This episode discusses Elvis (1979). IMDb. Wikipedia.

Our theme music is "Black Rainbow" by Jak Locke.

Check out banner artist Benjamin J's DeviantArt page.


Angie Tusa said...

Wow, given the positive reputation this has I was not expecting y'all to dislike it so much.

I think I know the answer to this since none of y'all brought it up, but would any of you consider yourself an Elvis fan? I'm wondering if that would change a person's feelings on it.

NoelCT said...

I know, right? This was often spoken of as one of John's hidden masterpieces, but I wonder how much of that is due to the VHS version being heavily edited down to film length, and the full version taking a very long time (music rights) to be released on DVD. Every since it's come out, I don't hear a lot of chatter about it anymore.
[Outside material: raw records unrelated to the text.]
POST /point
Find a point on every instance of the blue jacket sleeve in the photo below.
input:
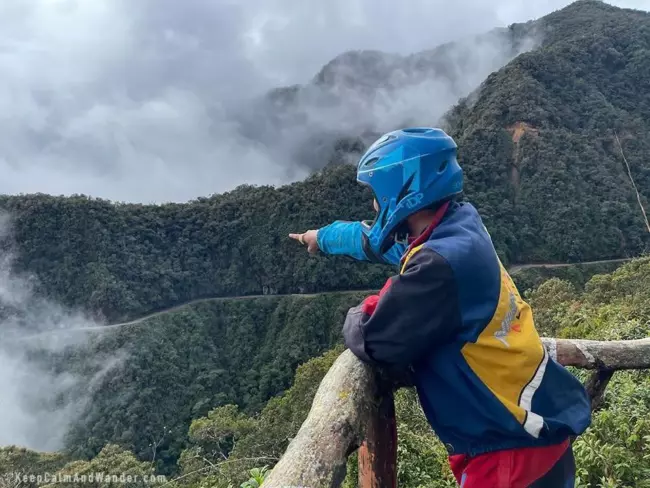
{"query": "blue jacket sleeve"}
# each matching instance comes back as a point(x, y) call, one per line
point(418, 311)
point(346, 238)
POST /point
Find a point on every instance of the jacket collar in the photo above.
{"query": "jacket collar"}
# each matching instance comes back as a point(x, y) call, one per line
point(437, 218)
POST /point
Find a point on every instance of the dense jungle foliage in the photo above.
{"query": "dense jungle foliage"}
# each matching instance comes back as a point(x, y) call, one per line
point(537, 141)
point(203, 394)
point(225, 442)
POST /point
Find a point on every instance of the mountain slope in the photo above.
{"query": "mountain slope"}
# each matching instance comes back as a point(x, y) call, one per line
point(536, 141)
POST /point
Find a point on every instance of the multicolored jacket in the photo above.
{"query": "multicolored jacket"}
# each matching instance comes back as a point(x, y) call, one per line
point(453, 315)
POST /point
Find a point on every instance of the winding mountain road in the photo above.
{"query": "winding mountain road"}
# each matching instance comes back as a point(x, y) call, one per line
point(141, 320)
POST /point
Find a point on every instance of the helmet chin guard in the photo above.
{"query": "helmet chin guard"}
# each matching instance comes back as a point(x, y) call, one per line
point(408, 170)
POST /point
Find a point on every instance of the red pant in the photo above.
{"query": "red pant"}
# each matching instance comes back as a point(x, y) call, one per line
point(541, 467)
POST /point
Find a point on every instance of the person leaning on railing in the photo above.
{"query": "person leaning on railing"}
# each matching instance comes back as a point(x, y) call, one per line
point(504, 409)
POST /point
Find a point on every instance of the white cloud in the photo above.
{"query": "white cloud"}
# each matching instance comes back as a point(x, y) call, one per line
point(133, 100)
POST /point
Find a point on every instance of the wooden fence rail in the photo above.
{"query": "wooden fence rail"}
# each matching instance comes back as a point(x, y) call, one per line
point(353, 409)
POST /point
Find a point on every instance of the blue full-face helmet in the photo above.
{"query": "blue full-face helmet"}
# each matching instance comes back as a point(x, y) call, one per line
point(408, 170)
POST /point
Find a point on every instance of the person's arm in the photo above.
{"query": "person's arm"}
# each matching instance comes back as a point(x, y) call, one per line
point(346, 238)
point(414, 312)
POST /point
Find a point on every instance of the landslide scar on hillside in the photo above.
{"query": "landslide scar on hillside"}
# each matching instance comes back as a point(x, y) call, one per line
point(517, 130)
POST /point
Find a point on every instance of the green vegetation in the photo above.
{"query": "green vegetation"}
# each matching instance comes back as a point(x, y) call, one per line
point(179, 366)
point(227, 440)
point(537, 142)
point(204, 394)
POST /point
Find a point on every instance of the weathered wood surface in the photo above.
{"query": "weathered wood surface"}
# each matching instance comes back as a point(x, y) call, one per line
point(350, 410)
point(378, 453)
point(345, 405)
point(600, 354)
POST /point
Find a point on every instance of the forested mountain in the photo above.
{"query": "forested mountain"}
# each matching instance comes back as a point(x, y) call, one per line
point(537, 141)
point(225, 441)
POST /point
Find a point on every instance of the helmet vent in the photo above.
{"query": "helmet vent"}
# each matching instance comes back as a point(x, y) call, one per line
point(405, 189)
point(417, 130)
point(370, 162)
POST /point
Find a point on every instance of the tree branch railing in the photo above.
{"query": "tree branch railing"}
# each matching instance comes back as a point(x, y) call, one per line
point(354, 410)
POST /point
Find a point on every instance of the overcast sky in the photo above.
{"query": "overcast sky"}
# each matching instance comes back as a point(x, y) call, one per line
point(124, 99)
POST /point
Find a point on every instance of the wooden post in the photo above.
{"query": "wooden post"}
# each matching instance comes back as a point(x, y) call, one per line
point(378, 452)
point(354, 408)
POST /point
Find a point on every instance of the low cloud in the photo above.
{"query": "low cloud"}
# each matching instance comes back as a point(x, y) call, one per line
point(148, 101)
point(41, 395)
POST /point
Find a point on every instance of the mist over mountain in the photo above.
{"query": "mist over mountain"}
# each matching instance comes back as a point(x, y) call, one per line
point(149, 101)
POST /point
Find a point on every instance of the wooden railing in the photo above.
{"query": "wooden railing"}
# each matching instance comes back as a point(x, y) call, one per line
point(353, 410)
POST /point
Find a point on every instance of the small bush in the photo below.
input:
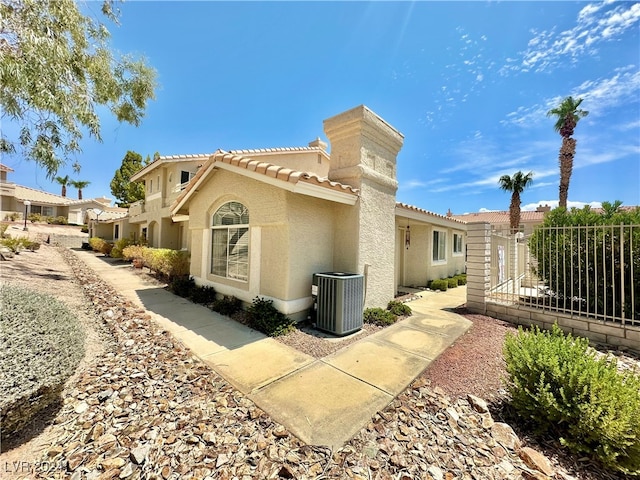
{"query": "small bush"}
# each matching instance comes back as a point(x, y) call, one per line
point(182, 286)
point(441, 284)
point(263, 316)
point(59, 220)
point(119, 246)
point(399, 309)
point(15, 244)
point(203, 294)
point(556, 383)
point(42, 342)
point(32, 246)
point(378, 316)
point(462, 279)
point(227, 305)
point(131, 252)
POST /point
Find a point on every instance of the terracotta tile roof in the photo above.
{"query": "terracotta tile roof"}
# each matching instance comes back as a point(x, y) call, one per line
point(280, 173)
point(500, 217)
point(169, 158)
point(277, 150)
point(427, 212)
point(269, 170)
point(40, 196)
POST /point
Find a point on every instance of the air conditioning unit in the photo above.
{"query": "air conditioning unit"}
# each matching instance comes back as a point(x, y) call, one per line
point(339, 301)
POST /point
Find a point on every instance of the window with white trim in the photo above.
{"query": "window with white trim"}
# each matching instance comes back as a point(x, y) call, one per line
point(439, 246)
point(457, 244)
point(230, 241)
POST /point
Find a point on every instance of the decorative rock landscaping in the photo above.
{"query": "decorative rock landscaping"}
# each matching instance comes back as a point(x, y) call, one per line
point(146, 408)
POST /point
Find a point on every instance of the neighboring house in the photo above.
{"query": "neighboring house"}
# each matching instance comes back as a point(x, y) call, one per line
point(500, 221)
point(43, 203)
point(110, 223)
point(262, 222)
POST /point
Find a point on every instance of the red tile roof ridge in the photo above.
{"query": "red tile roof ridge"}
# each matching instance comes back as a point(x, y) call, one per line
point(427, 212)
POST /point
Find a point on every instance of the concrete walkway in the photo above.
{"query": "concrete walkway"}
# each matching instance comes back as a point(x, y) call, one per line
point(321, 401)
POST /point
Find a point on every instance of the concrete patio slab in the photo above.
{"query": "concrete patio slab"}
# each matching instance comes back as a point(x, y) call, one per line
point(254, 365)
point(424, 344)
point(320, 404)
point(379, 364)
point(452, 326)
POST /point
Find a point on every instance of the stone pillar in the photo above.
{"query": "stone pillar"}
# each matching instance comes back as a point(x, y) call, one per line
point(478, 266)
point(363, 154)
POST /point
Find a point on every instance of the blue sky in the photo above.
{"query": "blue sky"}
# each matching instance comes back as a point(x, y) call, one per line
point(467, 84)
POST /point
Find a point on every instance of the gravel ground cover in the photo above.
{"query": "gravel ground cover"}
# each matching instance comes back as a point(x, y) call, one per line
point(141, 406)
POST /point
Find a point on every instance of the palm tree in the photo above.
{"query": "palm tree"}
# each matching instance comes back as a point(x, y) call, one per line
point(79, 184)
point(516, 186)
point(64, 181)
point(567, 116)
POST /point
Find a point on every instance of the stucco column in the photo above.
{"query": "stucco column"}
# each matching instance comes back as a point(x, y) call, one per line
point(363, 154)
point(478, 266)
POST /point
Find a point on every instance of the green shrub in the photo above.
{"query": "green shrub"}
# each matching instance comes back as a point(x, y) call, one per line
point(42, 342)
point(227, 305)
point(15, 244)
point(33, 246)
point(399, 309)
point(119, 246)
point(263, 316)
point(131, 252)
point(163, 261)
point(182, 286)
point(203, 294)
point(440, 284)
point(59, 220)
point(462, 279)
point(378, 316)
point(556, 382)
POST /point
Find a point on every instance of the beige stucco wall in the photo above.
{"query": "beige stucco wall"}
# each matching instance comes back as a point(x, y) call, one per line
point(295, 235)
point(419, 267)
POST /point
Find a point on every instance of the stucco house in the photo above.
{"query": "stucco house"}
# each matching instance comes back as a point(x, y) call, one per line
point(262, 222)
point(18, 199)
point(500, 219)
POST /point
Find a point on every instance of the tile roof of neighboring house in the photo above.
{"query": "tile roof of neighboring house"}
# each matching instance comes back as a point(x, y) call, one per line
point(169, 159)
point(204, 156)
point(500, 217)
point(113, 213)
point(266, 169)
point(281, 173)
point(277, 150)
point(40, 196)
point(427, 212)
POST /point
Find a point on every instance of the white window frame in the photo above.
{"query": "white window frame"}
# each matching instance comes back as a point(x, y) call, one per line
point(227, 226)
point(458, 245)
point(439, 239)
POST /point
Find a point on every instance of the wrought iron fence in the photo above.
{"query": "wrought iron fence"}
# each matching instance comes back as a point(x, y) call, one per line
point(590, 271)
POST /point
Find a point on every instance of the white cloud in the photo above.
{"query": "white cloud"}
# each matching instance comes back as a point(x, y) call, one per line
point(599, 95)
point(595, 23)
point(531, 207)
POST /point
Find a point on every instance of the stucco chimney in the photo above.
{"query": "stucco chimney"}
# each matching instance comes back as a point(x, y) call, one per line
point(363, 155)
point(318, 143)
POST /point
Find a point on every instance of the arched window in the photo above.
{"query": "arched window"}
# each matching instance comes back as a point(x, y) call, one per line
point(230, 241)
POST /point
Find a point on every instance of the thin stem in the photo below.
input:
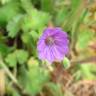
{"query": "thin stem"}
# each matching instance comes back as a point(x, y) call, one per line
point(8, 72)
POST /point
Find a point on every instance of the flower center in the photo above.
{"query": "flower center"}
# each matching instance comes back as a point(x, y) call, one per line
point(49, 41)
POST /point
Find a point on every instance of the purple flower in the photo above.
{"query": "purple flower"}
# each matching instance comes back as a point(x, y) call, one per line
point(53, 44)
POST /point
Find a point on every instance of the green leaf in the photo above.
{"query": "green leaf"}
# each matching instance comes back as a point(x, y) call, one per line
point(11, 60)
point(55, 89)
point(66, 63)
point(47, 5)
point(21, 56)
point(27, 5)
point(37, 79)
point(84, 37)
point(14, 26)
point(8, 11)
point(3, 49)
point(35, 20)
point(86, 72)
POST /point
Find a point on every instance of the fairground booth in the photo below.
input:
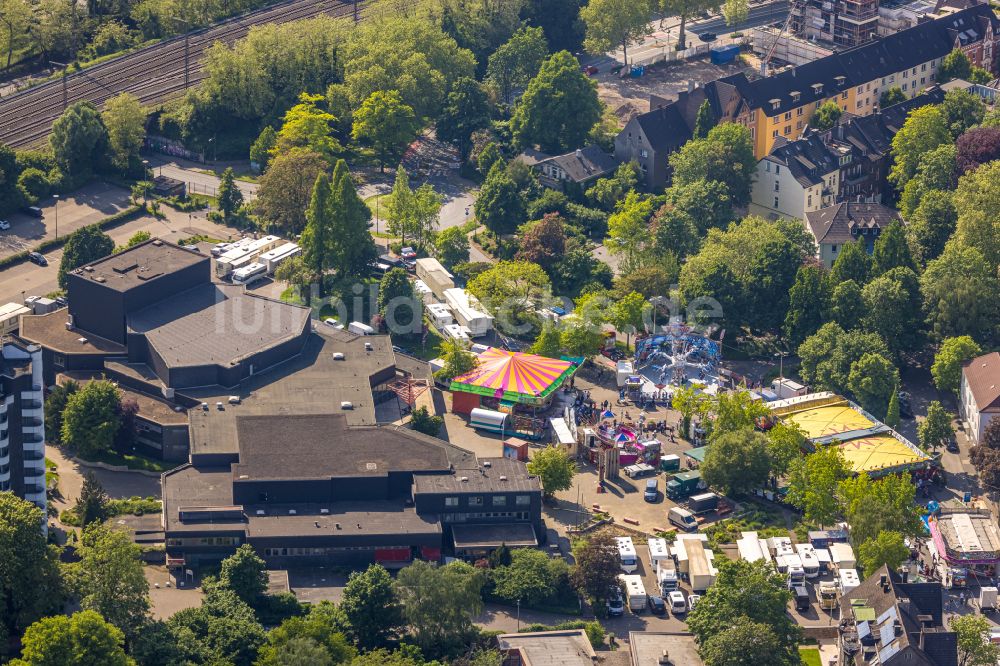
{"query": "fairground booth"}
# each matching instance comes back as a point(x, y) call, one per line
point(868, 445)
point(507, 391)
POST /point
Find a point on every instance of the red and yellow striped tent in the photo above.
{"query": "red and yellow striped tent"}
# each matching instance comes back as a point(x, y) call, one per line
point(514, 376)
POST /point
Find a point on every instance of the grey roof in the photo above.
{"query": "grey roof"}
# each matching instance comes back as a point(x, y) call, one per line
point(584, 164)
point(838, 223)
point(489, 475)
point(324, 446)
point(141, 265)
point(215, 324)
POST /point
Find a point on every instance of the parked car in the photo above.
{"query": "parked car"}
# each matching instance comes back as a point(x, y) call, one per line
point(615, 604)
point(677, 602)
point(656, 605)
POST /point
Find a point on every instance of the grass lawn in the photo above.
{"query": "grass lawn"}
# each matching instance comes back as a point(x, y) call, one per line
point(810, 657)
point(133, 461)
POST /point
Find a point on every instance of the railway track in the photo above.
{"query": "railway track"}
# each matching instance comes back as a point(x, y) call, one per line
point(153, 74)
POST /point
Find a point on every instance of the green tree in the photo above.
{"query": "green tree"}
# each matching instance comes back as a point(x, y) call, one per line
point(948, 362)
point(744, 643)
point(925, 129)
point(955, 65)
point(245, 573)
point(126, 127)
point(371, 607)
point(961, 294)
point(92, 504)
point(554, 468)
point(932, 224)
point(628, 314)
point(90, 420)
point(746, 593)
point(597, 567)
point(423, 421)
point(55, 404)
point(466, 110)
point(974, 645)
point(612, 23)
point(499, 205)
point(30, 584)
point(962, 110)
point(935, 430)
point(725, 155)
point(286, 190)
point(353, 247)
point(826, 116)
point(559, 107)
point(230, 197)
point(512, 66)
point(308, 127)
point(853, 263)
point(81, 639)
point(872, 507)
point(847, 305)
point(813, 482)
point(532, 577)
point(627, 231)
point(262, 148)
point(457, 358)
point(397, 304)
point(451, 246)
point(886, 549)
point(79, 141)
point(84, 246)
point(872, 380)
point(110, 579)
point(977, 202)
point(705, 119)
point(737, 462)
point(891, 96)
point(808, 304)
point(384, 121)
point(439, 603)
point(548, 343)
point(892, 412)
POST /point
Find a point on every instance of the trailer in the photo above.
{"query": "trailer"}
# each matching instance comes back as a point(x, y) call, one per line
point(703, 503)
point(635, 592)
point(626, 554)
point(434, 276)
point(659, 552)
point(468, 312)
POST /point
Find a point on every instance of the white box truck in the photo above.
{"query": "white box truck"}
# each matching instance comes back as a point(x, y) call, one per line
point(635, 592)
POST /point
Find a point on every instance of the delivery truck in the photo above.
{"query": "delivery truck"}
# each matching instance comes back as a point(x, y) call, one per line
point(684, 485)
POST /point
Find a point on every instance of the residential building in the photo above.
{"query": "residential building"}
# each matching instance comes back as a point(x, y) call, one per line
point(979, 394)
point(22, 421)
point(313, 489)
point(578, 169)
point(781, 106)
point(893, 622)
point(795, 179)
point(847, 222)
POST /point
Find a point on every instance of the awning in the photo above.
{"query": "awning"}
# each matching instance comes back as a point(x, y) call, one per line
point(468, 537)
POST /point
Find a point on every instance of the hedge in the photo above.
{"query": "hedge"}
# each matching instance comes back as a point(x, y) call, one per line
point(119, 218)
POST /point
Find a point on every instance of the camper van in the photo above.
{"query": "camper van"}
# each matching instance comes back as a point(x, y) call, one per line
point(626, 553)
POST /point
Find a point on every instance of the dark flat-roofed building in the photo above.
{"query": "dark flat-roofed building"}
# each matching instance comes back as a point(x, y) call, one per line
point(313, 489)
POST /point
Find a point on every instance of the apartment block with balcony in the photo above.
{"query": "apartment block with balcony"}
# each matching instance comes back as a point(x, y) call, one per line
point(22, 421)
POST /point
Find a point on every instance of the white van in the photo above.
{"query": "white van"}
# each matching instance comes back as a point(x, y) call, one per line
point(682, 518)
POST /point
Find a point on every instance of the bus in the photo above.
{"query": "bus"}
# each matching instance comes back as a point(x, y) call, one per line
point(626, 553)
point(249, 274)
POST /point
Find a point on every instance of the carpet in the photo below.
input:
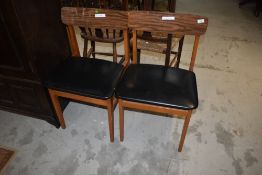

I wouldn't call myself a fan, no. I do like the music and found him a skilled performer, it's just not something I've ever been drawn to seek out. But I see what you mean. Maybe this does play better to someone more deeply invested than it did to us coming in largely as outsiders.

Angie Tusa said...

Netflix is giving me it's wonderful "Very Long Wait" message on availability, but if I am ever able to get a chance to watch I'll let you know what I think. While I'm not a fanatic by any means, I do like him a lot.

Tony Williams said...

Yeah, count me surprised as well. I thought this was pretty much accepted as a "classic"; at least in the made for TV sense. Heck, I remember my friends talking about it when I was growing up. It used to air on TV quite a bit in the 80s, as there was a mini-Elvis revival following the "Is Elvis *really* dead?" hysteria that culminated in TV specials hosted by, of all people, Bill Bixby. Those theories stretched credibility farther than the waistband on Elvis' jumpsuit. Definitely keeping Julia in my thoughts and hope she's doing well.

NoelCT said...

I was wondering about what kind of play it got in the 80s, and am not surprised to see it caught a bit of a second wind on the tails of the Bixby hoopla.

Angie Tusa said...

Having now watched it thanks to Noel lending it to me, I'm afraid being an Elvis fan doesn't really help, or at least didn't help this particular Elvis fan.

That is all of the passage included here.